Leon Errol - Films

Films

Errol made his first film, a comic short subject called Nearly Spliced, in 1921, for pioneering east-coast producer George Kleine. By 1930 he'd left Broadway and turned his full attention to movies, third-billed for Samuel Goldwyn's One Heavenly Night in 1931. The box-office for that film was disappointing, but overall Errol made a smooth transition to films in a variety of comedy roles. His comic trademark was a wobbly, unsteady walk, moving as though on rubber legs; this bit served him well in drunk routines.

Errol starred in a long string of two-reel comedy shorts, which began at Columbia Pictures in 1933. He also starred in two early three-strip Technicolor shorts made at Warner Brothers, Service With a Smile (released 28 July 1934) and Good Morning, Eve! (5 August), just beating La Cucaracha (31 August) as the first live action, wholly Technicolor releases.

Moving to RKO Radio Pictures in 1934, he continued to make six shorts per year until his death in 1951. Most of these were marital farces in which Leon would get mixed up with a pretty girl or an involved business proposition, and face the wrath of his wife (usually Dorothy Granger).

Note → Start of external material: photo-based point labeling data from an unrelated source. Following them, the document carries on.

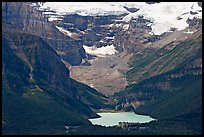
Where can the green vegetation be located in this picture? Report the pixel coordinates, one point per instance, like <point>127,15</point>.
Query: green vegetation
<point>154,61</point>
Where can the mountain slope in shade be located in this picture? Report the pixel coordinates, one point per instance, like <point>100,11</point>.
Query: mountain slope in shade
<point>38,95</point>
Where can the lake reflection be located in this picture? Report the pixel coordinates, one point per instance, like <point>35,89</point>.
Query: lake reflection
<point>112,119</point>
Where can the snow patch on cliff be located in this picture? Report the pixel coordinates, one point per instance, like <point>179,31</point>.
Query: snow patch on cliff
<point>100,52</point>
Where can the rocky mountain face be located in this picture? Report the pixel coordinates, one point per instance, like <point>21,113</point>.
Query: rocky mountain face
<point>30,20</point>
<point>37,88</point>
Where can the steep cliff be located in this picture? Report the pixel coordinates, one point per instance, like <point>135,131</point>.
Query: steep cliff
<point>26,18</point>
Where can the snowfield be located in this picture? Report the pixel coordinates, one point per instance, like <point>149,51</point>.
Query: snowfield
<point>164,15</point>
<point>100,52</point>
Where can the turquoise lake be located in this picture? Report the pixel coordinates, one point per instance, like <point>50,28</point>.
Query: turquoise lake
<point>112,119</point>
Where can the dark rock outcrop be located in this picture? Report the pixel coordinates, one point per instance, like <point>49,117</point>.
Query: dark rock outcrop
<point>29,20</point>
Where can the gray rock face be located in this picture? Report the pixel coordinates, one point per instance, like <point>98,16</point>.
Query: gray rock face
<point>28,19</point>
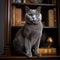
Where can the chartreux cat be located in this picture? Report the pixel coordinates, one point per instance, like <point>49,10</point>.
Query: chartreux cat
<point>27,39</point>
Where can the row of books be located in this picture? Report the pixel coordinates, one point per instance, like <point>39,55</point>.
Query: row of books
<point>52,18</point>
<point>35,1</point>
<point>18,17</point>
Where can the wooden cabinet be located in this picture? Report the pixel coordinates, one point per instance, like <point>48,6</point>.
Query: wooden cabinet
<point>50,19</point>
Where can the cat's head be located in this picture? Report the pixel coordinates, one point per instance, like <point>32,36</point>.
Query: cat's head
<point>33,15</point>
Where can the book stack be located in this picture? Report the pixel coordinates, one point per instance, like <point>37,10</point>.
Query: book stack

Leon Errol is well remembered for his energetic performances in the Mexican Spitfire movies opposite Lupe Vélez (1939–43), in which Errol had the recurring dual role of affable Uncle Matt and foggy British nobleman Lord Epping. Monogram signed Errol to appear as fight manager Knobby Walsh in the eight entries of their "Joe Palooka" sports comedies (1946–50). Leon Errol's most famous non-series appearance is in the nonsensical comedy feature Never Give a Sucker an Even Break (1941), starring fellow vaudeville and Ziegfeld alumnus W. C. Fields. Errol's next-to-last film, Lord Epping Returns in 1951, reprised his famous characterization (and some of the gags) from Mexican Spitfire.

Footage from Errol's short subjects was incorporated into RKO's compilation features Variety Time, Make Mine Laughs, Footlight Varieties, and Merry Mirthquakes. RKO kept Leon Errol in the public eye by reissuing his older comedies through the mid-1950s. His RKO shorts soon became a staple of syndicated television.

Errol married Stella Chatelaine (born 1886) in Denver, Colorado in 1906. She died on November 7, 1946 in Los Angeles. Five years later Errol suffered a fatal heart attack, on October 12, 1951, aged 70. They had no children.